I have a CVA Optima Elite with a 243 barrel.  I am looking to change it over to a muzzleloader for my son.  I have searched CVA and Bergara website and cannot seem to locate the muzzle barrel.  Are the muzzle barrels still an optin to purchase? and if so where can one find them?  Thanks, J.R.


----------



## georgia_home (Oct 21, 2019)

I have the same setup, 243/50. I think the optima elite was discontinued a number of years ago. 8-10. Roughly

You could call cva directly and ask. Or you may be able to check some of the sites that specialize in muzzleloaders and look for lightly  used.
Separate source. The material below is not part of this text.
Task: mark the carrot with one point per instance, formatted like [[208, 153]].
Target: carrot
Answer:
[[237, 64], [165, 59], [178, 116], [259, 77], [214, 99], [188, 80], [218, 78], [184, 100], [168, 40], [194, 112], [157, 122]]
It was several years ago, they did have good sales on the optima elite barrels, after the discontinuation, and I figured they were just liquidating the older stock.

Good luck



hiawassee1 said:


> I have a CVA Optima Elite with a 243 barrel.  I am looking to change it over to a muzzleloader for my son.  I have searched CVA and Bergara website and cannot seem to locate the muzzle barrel.  Are the muzzle barrels still an optin to purchase? and if so where can one find them?  Thanks, J.R.


----------



## hiawassee1 (Oct 23, 2019)

Contacted both CVA and Bergara, response was from the same gentleman stating they no longer produce barrels compatible for this model.  Guess I may have to take a different route.


----------



## Blackston (Oct 23, 2019)

I have the 243 for my lil girl    I have hunted and hunted for a muzzleloader with no luck . If ya find 2 let me know LOL


----------



## Stevo1973 (Dec 15, 2020)

Do you have the stainless .243 barrel? I have the .50 cal fluted black powder barrel i would trade for the 243 barrel.


----------



## frankwright (Dec 19, 2020)

I did a little Googling and I found nothing.
Midway has an Optima V2 for $250 and there are deals everywhere if you look so probably cheaper to buy a new muzzleloader!
Good Luck!


----------



## Justin1122 (Jan 25, 2021)

Stevo1973 said:


> Do you have the stainless .243 barrel? I have the .50 cal fluted black powder barrel i would trade for the 243 barrel.


Any interest in a brand new .222 SS barrel?


----------